Pretendo señalar someramente las posibles líneas de fuerza a través de las
cuales se puede abordar el presumible inicio de la revisión de medidas
adoptadas en el pontificado anterior, desde el que plantear el debate.
1) El
fracaso del pontificado de Benedicto XVI. La primera posibilidad que se nos
presenta, y es la que algunos medios están abordando, es la de contraponer la
medida de la que hablamos con el MP “Summorum Pontificum” del Papa emérito.
Quizás no es tan simple. Y no lo es porque la eficacia de una reforma, sea del
signo que sea de verifica en dos puntos: su capacidad de sedimentarse en la
Iglesia en el tiempo y su independencia operativa de la iniciativa de la
autoridad que la ha propiciado. Lo más probable es que tal “reforma de la
reforma” no haya existido más que como desideratum de algunas personas de más o
menos buena voluntad que creían de manera indistinta en esa influencia
centrípeta de la persona del Romano Pontífice y de sus decisiones en el resto
de la Iglesia, como sucedía en pontificados anteriores. Más allá de esto, la
“reforma de la reforma” comenzó por un motu proprio que convertía la Misa
tradicional en un “derecho de los fieles”, sustrayéndolo al “munus
santificandi” eclesial que establece la liturgia como una obligación episcopal
en virtud de su propio ministerio. Desde el primer momento, no se hizo uso de
la capacidad del Papa para establecer que sean los obispos los primeros que han
de asegurar dicho rito. Se “liberó” la Misa para los sacerdotes que así lo
deseasen y marcaba los acentos en los “derechos de los fieles”. Otra instrucción
aminoraba el papel de los sacerdotes y convertía la “liturgia extraordinaria”
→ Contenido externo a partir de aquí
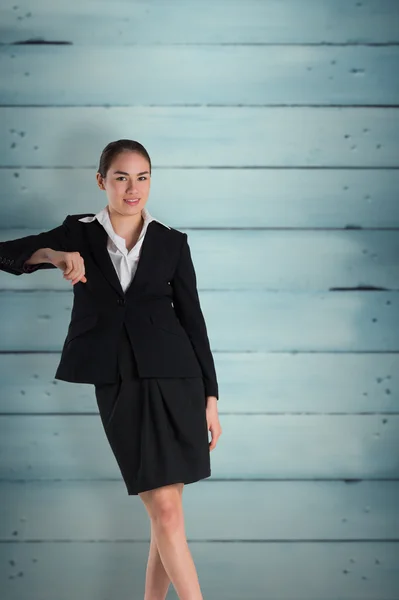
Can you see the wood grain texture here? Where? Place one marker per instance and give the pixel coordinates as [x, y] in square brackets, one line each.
[250, 383]
[203, 136]
[255, 447]
[215, 198]
[289, 511]
[273, 131]
[127, 22]
[263, 321]
[270, 260]
[340, 570]
[195, 75]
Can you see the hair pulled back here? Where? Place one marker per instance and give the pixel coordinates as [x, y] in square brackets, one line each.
[112, 149]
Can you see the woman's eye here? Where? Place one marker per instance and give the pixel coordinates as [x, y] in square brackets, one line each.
[123, 177]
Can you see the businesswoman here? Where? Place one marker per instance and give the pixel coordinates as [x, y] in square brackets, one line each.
[138, 334]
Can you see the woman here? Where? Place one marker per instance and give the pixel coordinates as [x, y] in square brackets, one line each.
[138, 334]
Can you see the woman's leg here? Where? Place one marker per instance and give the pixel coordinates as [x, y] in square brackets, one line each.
[165, 509]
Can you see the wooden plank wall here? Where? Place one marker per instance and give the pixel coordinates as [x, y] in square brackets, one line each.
[274, 134]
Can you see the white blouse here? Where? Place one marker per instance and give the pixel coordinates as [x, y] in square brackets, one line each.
[124, 261]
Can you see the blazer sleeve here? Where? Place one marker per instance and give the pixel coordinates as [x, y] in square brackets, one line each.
[14, 253]
[188, 310]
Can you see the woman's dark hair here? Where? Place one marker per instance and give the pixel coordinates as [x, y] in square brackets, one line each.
[112, 149]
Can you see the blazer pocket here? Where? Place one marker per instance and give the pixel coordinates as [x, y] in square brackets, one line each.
[168, 323]
[80, 326]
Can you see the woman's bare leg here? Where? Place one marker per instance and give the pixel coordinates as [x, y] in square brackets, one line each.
[157, 580]
[164, 506]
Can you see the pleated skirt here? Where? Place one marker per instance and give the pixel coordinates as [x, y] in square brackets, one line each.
[156, 427]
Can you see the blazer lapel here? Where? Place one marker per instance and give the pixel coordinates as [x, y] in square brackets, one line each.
[98, 237]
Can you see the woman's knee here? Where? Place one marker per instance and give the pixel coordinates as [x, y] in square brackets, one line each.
[164, 504]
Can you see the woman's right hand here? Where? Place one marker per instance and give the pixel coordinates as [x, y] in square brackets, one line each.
[71, 263]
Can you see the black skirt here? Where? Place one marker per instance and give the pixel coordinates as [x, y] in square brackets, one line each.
[156, 427]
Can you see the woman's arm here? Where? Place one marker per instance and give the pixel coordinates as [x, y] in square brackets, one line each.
[188, 310]
[28, 254]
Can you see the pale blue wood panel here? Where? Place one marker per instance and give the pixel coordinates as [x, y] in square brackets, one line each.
[266, 260]
[248, 382]
[159, 75]
[203, 136]
[239, 321]
[279, 510]
[208, 21]
[227, 571]
[40, 198]
[254, 447]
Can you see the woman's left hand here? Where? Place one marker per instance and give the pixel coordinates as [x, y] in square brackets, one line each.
[212, 419]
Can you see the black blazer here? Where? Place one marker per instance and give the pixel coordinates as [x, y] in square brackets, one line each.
[161, 307]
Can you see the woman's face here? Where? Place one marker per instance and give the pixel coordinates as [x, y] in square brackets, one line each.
[128, 178]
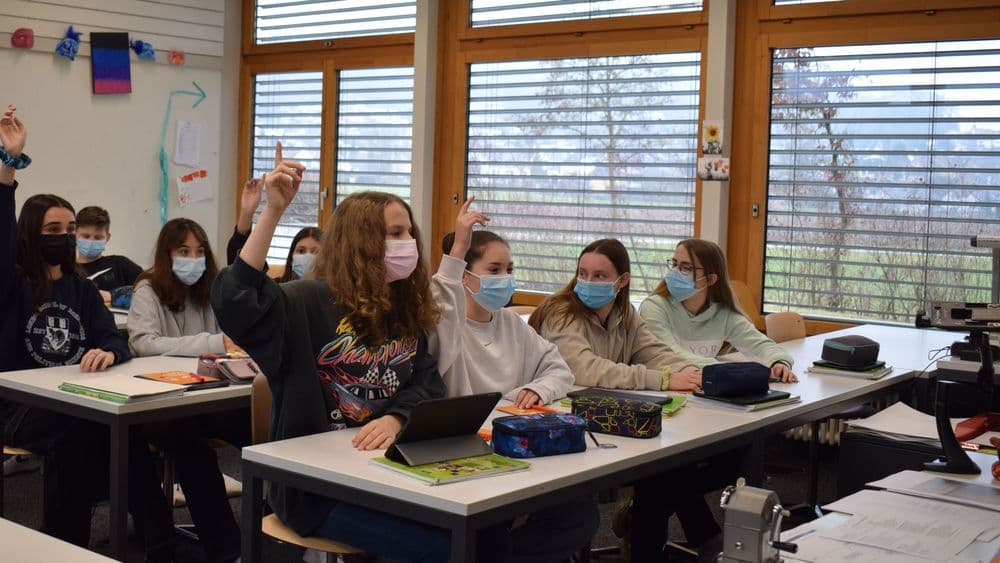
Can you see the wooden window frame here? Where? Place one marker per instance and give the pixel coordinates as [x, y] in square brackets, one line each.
[328, 57]
[761, 27]
[460, 45]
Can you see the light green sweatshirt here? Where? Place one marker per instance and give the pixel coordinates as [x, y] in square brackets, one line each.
[700, 337]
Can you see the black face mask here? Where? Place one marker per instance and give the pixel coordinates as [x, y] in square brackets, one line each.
[58, 249]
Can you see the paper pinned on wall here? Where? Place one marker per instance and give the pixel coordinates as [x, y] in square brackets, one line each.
[194, 186]
[188, 144]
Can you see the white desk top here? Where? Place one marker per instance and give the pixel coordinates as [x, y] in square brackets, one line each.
[45, 382]
[24, 545]
[330, 456]
[976, 551]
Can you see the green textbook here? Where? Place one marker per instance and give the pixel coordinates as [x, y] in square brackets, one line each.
[455, 470]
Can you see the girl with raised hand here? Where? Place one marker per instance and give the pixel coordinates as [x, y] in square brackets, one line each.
[53, 317]
[693, 311]
[482, 347]
[346, 349]
[600, 334]
[488, 347]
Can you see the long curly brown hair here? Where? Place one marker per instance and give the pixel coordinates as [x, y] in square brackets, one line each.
[352, 262]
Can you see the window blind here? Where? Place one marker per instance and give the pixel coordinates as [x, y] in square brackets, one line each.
[485, 13]
[288, 108]
[562, 152]
[282, 21]
[375, 131]
[884, 160]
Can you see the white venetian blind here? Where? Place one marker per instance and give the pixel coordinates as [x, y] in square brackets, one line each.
[565, 151]
[486, 13]
[375, 131]
[884, 160]
[288, 108]
[282, 21]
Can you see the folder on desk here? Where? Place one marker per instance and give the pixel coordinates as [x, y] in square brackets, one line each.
[444, 429]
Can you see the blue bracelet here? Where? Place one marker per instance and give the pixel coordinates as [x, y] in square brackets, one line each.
[15, 162]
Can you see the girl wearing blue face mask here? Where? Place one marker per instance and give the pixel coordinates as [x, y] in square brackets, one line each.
[301, 254]
[170, 311]
[480, 345]
[600, 334]
[694, 312]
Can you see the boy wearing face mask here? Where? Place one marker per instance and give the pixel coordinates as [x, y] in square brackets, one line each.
[170, 313]
[93, 232]
[480, 346]
[693, 311]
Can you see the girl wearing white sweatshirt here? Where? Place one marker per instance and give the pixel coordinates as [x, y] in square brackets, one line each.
[480, 345]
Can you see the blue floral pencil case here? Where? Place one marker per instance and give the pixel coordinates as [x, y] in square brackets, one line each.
[537, 435]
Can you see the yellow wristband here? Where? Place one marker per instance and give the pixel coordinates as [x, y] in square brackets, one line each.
[665, 381]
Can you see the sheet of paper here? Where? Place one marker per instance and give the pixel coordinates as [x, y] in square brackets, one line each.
[187, 146]
[981, 495]
[815, 548]
[914, 535]
[193, 186]
[902, 419]
[870, 501]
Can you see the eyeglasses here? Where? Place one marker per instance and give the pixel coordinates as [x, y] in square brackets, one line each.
[685, 268]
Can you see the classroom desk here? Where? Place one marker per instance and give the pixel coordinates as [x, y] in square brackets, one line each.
[24, 545]
[40, 388]
[978, 550]
[696, 432]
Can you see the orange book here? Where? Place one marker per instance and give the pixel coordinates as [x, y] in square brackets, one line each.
[180, 377]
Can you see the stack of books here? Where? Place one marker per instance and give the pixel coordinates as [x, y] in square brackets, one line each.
[877, 370]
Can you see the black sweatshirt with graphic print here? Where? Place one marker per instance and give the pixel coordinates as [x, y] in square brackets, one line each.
[321, 377]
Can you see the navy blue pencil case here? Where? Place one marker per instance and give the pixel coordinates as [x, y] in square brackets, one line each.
[537, 435]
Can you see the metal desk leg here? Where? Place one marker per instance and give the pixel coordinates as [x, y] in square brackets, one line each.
[251, 514]
[119, 490]
[463, 542]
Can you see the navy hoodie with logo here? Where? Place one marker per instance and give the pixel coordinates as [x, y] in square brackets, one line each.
[59, 331]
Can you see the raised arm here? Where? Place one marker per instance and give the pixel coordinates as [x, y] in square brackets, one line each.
[249, 201]
[281, 184]
[13, 135]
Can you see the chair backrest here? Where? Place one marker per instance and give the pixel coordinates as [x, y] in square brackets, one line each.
[522, 309]
[260, 409]
[748, 302]
[785, 326]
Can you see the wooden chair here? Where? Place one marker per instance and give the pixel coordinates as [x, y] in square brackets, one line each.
[748, 303]
[271, 525]
[522, 309]
[785, 326]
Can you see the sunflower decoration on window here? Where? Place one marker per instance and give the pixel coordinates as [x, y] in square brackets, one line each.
[712, 138]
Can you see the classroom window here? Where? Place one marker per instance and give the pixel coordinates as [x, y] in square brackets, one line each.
[375, 131]
[282, 21]
[562, 152]
[790, 2]
[486, 13]
[288, 108]
[884, 160]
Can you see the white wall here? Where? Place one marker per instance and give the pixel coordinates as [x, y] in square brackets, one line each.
[102, 150]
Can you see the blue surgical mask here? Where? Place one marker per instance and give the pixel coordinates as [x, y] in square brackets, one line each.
[494, 291]
[189, 270]
[681, 287]
[595, 295]
[302, 263]
[91, 248]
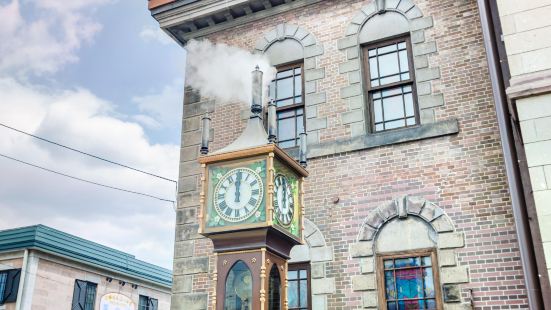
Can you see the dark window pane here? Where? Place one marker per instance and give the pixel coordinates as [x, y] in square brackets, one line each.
[283, 103]
[392, 92]
[286, 129]
[409, 283]
[408, 102]
[386, 49]
[373, 69]
[284, 88]
[404, 65]
[292, 294]
[286, 144]
[394, 109]
[303, 293]
[388, 64]
[298, 86]
[300, 126]
[378, 110]
[286, 114]
[390, 79]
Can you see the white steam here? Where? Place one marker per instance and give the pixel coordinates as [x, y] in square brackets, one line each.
[223, 72]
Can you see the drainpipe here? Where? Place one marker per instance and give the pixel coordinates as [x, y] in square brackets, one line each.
[529, 266]
[22, 280]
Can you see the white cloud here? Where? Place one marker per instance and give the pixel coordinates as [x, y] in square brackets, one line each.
[38, 43]
[76, 117]
[155, 34]
[162, 107]
[45, 43]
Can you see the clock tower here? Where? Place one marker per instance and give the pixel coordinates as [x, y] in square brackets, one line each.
[252, 210]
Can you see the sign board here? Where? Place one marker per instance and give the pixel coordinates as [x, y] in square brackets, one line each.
[116, 301]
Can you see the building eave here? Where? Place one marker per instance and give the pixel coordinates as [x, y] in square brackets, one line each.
[184, 20]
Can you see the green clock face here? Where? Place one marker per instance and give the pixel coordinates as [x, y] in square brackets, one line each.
[283, 200]
[238, 194]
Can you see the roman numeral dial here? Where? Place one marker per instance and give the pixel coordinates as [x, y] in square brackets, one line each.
[238, 194]
[283, 200]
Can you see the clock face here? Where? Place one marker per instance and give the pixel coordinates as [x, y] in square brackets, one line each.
[238, 194]
[283, 200]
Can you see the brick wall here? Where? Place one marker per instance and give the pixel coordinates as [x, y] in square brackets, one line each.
[462, 173]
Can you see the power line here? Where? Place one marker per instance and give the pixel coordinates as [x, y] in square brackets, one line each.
[87, 181]
[87, 154]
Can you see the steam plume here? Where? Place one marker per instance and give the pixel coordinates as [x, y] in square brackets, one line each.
[223, 72]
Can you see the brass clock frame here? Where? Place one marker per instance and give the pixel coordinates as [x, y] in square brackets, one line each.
[268, 152]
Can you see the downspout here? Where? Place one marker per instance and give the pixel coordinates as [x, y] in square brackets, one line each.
[22, 280]
[528, 259]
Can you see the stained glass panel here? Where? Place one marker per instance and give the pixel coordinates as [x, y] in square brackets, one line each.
[239, 288]
[409, 283]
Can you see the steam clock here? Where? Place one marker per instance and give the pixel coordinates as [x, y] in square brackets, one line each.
[252, 210]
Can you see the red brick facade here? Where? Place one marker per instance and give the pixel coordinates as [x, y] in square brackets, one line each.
[461, 173]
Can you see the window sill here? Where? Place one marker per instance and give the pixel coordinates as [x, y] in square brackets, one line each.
[425, 131]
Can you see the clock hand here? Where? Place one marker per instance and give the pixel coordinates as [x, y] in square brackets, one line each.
[238, 185]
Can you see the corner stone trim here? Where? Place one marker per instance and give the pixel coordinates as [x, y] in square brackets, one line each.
[451, 272]
[312, 73]
[318, 254]
[349, 44]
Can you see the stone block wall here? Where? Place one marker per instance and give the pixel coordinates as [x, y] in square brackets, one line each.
[455, 162]
[535, 122]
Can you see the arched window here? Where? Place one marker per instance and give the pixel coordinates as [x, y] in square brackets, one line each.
[239, 288]
[389, 73]
[287, 90]
[274, 289]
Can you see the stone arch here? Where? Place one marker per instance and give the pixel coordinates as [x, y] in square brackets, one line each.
[410, 213]
[316, 252]
[402, 14]
[282, 45]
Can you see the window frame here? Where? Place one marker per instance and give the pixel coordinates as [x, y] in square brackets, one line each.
[149, 303]
[299, 266]
[406, 254]
[369, 90]
[85, 300]
[296, 106]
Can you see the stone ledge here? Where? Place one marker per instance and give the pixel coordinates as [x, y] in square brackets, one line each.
[424, 131]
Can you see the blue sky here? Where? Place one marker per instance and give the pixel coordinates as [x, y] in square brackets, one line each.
[97, 75]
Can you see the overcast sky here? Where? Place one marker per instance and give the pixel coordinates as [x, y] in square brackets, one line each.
[99, 76]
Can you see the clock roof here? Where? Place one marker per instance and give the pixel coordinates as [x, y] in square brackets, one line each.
[253, 136]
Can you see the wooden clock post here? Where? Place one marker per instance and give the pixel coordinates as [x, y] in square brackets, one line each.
[252, 210]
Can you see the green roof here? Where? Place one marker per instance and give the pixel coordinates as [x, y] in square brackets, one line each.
[51, 240]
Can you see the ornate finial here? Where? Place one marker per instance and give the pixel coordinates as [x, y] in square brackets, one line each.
[256, 105]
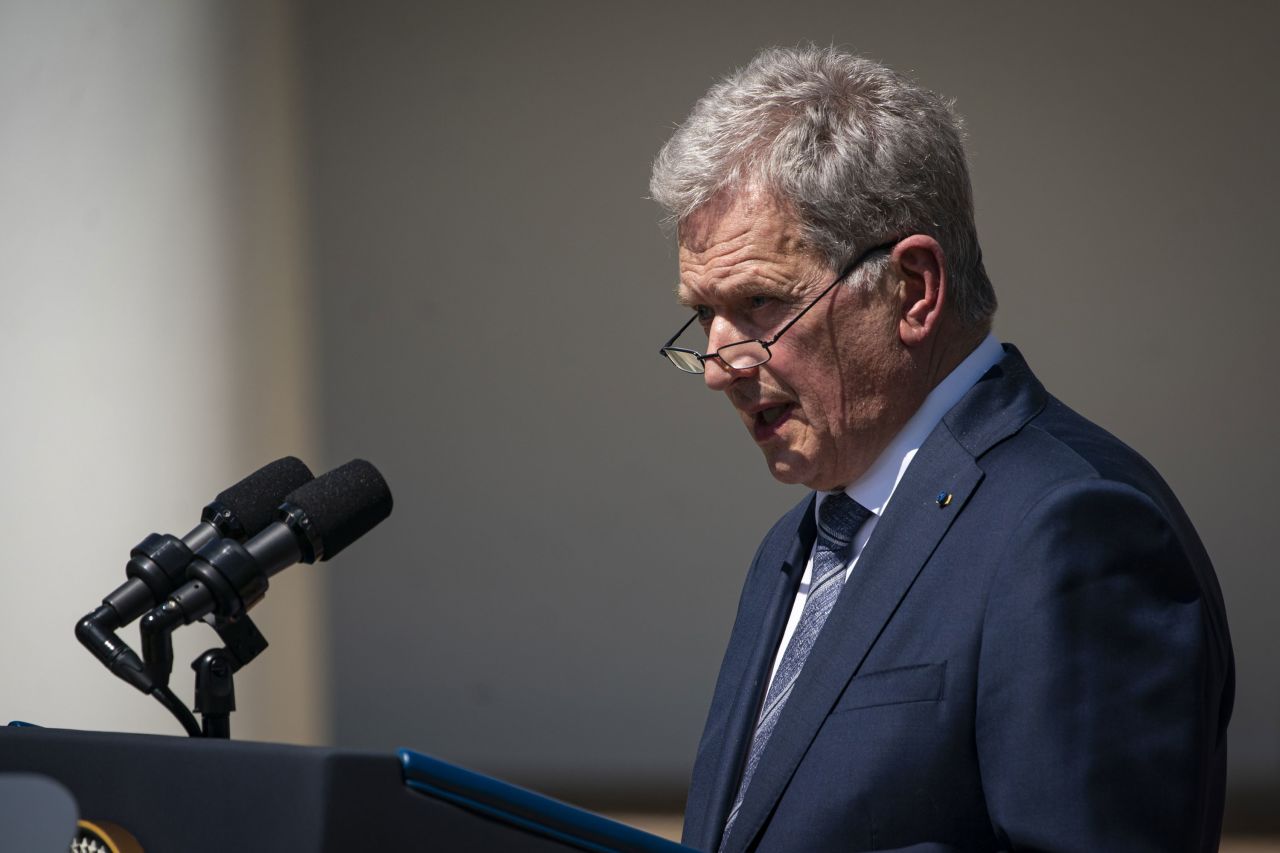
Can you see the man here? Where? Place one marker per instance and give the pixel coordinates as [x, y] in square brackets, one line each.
[991, 626]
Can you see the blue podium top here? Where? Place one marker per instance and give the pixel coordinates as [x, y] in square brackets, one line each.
[524, 808]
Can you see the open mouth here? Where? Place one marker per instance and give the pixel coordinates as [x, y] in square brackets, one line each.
[768, 420]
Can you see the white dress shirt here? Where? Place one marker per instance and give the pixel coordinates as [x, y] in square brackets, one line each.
[874, 488]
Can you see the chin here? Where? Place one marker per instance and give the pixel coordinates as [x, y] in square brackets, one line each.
[787, 473]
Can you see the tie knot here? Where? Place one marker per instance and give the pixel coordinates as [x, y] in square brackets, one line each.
[839, 519]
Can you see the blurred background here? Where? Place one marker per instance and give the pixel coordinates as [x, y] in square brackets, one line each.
[419, 233]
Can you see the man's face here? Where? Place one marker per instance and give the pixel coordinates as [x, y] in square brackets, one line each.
[839, 384]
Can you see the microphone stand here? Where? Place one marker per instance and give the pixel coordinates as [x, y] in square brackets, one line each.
[215, 690]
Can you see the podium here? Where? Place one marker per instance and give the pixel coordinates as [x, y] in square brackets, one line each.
[219, 796]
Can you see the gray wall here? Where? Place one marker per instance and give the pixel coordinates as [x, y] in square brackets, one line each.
[552, 596]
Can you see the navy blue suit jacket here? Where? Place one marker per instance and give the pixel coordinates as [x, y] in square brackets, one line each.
[1041, 664]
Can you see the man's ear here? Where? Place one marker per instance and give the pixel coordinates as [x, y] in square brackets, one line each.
[922, 287]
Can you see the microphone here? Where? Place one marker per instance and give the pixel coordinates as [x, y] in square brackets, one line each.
[158, 564]
[314, 523]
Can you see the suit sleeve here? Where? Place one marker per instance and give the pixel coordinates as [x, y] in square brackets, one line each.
[1097, 694]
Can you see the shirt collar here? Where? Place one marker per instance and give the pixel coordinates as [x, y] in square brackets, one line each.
[876, 487]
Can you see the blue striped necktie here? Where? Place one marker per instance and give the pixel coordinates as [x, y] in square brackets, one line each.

en un arbitrio de grupos de seglares. Tras la inserción de la Comisión Ecclesia
Dei en la Doctrina de la Fe, su influencia real sobre los grupos que
solicitaban la Misa tradicional quedó completamente diluida. Que el obispo
tenga una capacidad de decisión sobre lo que en su diócesis sucede en materia
litúrgica no sólo es obvio desde el punto de vista teológico, sino que es
imposible lo contrario desde el punto de vista pragmático. ¿Cómo desarrollar
una reforma en contra de la mayor parte de los obispos? Es una reforma sin
fundamento. No es posible reforma alguna, por mucho que sea animada desde la
Santa Sede, sin la fuerza necesaria en el conjunto de la Iglesia para
desarrollarla. En la “liberación” de la Misa tradicional todo eso –consciente o
inconscientemente- se omitió, acompañado de un retraimiento de Benedicto XVI
debido a problemas que comenzaban a suscitar en la curia las reacciones
ocasionadas por el levantamiento de las excomuniones de los obispos
lefebvrianos así como las reacciones de Williamson. La salida de monseñor
Ranjith, y el espectáculo de la jubilación impuesta sin luz ni taquígrafos al
cardenal Castrillón, así como el ascenso de Bertone serían los epifenómenos más
claros de esta situación.
2) ¿Y
la dignificación del modo ordinario? Cruces, candelabros, casullas, encajes,
mitras, capas pluviales. Algo que no ha provocado en absoluto una aparición de
una conciencia de necesidad de abordar legislativamente el caos eclesial en
materia litúrgica, y que, conscientemente creo yo, se presentó como una posible
recomendación en todo caso, pero que finalmente aparecía como un arbitrio
subjetivo del Romano Pontífice, teniendo una influencia nula o casi nula en el
resto de la Iglesia. O a lo sumo, en los que gustan de fijarse en tales
detalles atentos a las celebraciones pontificas televisadas. Un ejemplo que
sólo se podía ver en las celebraciones papales, o a lo sumo en la catedral de
cada diócesis. Y desde ahí su “ejemplo” no provocaba problemas en quienes
atribuían tales comportamientos a precisiones del propio pontífice en “sus”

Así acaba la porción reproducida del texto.